Diffusa la circolare e rilasciata la versione definitiva dell’applicativo per calcolare sanzioni e interessi

I contribuenti che decidono di rimediare spontaneamente alle omissioni e alle irregolarità commesse fino al 30 settembre 2016 in materia di detenzione di attività finanziarie possono avvalersi, entro il 31 luglio 2017, della riapertura dei termini per l’accesso alla procedura di collaborazione volontaria per l’emersione e il rientro di capitali. C’è tempo fino al 30 settembre 2017, invece, per l’integrazione delle istanze, i documenti e le informazioni. Con la circolare n. 19/E l’Agenzia delle Entrate fornisce chiarimenti sulle modalità di accesso alla voluntary diclosure bis, introdotta dal D.L. n. 193 del 22 ottobre 2016.

VOLUTAB

La nuova voluntary e lo scambio di informazioni

La circolare n. 19/E, pubblicata oggi (13 giugno 2017), oltre a rinviare alle indicazioni contenute nelle circolari n. 10/E del 13 marzo 2015 (in “Finanza & Fisco” n. 1/2015, pag. 24), n. 27/E del 16 luglio 2015 (in “Finanza & Fisco” n. 14/2015, pag. 974), n. 30/E dell’11 agosto 2015 (in “Finanza & Fisco” n. 15/2015, pag. 1096) e n. 31/E del 28 agosto 2015 (in www.pianetafiscale.it – Area riservata agli abbonati), illustra e chiarisce le novità introdotte dalla normativa che disciplina la nuova edizione della voluntary disclosure.

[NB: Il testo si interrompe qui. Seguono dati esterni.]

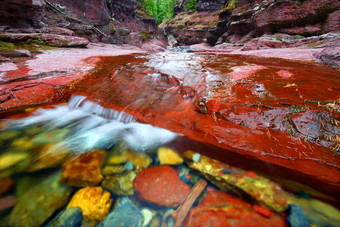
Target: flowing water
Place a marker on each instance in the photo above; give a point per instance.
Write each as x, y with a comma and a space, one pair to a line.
273, 117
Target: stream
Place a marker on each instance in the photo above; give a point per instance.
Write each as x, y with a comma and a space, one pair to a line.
273, 121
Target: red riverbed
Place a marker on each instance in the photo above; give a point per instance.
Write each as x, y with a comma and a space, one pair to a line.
276, 116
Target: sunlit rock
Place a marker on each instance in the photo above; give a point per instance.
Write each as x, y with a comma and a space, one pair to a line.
168, 156
12, 162
39, 203
48, 157
138, 160
318, 213
93, 201
6, 185
113, 169
84, 170
124, 214
265, 192
222, 209
120, 185
160, 185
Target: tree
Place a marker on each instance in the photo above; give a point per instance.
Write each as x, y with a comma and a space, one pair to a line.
161, 10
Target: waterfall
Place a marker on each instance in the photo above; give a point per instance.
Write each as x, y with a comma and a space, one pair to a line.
91, 126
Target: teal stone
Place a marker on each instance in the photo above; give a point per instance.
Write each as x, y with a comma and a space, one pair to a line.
124, 214
39, 203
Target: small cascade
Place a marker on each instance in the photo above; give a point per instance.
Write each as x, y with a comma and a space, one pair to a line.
91, 126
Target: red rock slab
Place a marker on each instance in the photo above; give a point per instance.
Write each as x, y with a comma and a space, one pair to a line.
222, 209
84, 170
261, 143
160, 185
49, 76
240, 72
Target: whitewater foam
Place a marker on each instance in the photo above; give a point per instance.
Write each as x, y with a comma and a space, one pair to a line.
95, 127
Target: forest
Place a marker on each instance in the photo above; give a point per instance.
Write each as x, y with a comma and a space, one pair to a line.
163, 10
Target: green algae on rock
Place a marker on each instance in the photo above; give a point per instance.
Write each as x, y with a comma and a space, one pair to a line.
247, 184
120, 185
12, 162
40, 202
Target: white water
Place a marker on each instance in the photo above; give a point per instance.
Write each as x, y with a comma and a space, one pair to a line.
94, 127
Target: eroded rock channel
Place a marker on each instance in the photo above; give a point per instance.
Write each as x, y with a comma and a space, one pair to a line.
263, 130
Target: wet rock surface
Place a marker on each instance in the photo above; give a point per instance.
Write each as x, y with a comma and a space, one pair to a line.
39, 203
94, 202
125, 213
84, 170
160, 185
262, 114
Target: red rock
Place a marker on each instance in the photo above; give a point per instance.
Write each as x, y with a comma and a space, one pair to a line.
240, 72
267, 43
148, 46
284, 74
160, 185
49, 39
333, 22
303, 30
84, 170
285, 13
96, 11
251, 45
22, 13
221, 209
330, 56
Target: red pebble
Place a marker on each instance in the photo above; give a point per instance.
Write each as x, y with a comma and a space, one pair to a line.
251, 174
216, 106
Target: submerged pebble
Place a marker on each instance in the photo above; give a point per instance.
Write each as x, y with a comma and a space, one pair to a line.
84, 170
125, 213
120, 185
93, 201
12, 162
38, 204
168, 156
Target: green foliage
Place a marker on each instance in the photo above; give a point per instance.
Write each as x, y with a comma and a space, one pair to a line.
161, 10
231, 5
191, 5
6, 46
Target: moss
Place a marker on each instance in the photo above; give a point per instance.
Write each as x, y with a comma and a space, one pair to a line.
145, 34
6, 46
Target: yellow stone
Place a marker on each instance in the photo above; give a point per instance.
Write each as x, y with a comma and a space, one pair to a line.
168, 156
94, 202
111, 170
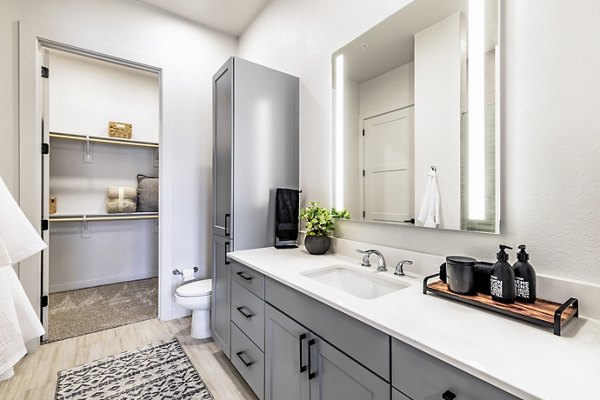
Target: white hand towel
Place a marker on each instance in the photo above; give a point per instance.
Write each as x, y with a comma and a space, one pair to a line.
429, 215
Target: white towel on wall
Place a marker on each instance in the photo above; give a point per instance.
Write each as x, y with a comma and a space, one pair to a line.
20, 237
429, 215
12, 347
18, 320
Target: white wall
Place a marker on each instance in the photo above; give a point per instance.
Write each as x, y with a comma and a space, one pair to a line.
352, 171
437, 93
187, 53
387, 92
550, 124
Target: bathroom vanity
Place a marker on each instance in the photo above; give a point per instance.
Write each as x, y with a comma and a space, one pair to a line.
295, 335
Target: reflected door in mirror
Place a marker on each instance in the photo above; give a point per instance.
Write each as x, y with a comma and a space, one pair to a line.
388, 165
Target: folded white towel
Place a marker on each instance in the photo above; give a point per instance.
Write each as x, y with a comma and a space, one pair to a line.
429, 215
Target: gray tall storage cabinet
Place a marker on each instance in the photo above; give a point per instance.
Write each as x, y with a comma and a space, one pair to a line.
255, 150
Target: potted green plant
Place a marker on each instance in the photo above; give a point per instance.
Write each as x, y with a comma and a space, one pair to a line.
319, 223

L’opportunità di una riapertura dei termini per la regolarizzazione è stata indotta dalla scelta di offrire un’ulteriore opportunità derivante dall’evidenza che la lotta all’evasione fiscale internazionale è stata particolarmente intensificata, come dimostra l’impegno da parte delle Autorità fiscali dei Paesi più avanzati nell’elaborazione di strategie sempre più efficaci e condivise per contrastare gli illeciti tributari internazionali.

A ciò si aggiunge l’estensione della rete di accordi sullo scambio di informazioni in materia fiscale, contribuendo in tal modo ad ampliare l’elenco dei Paesi che, in caso di detenzione di investimento o di attività di natura finanziaria presso gli stessi, consentono ai contribuenti di beneficiare di specifiche agevolazioni previste dalla procedura di collaborazione volontaria.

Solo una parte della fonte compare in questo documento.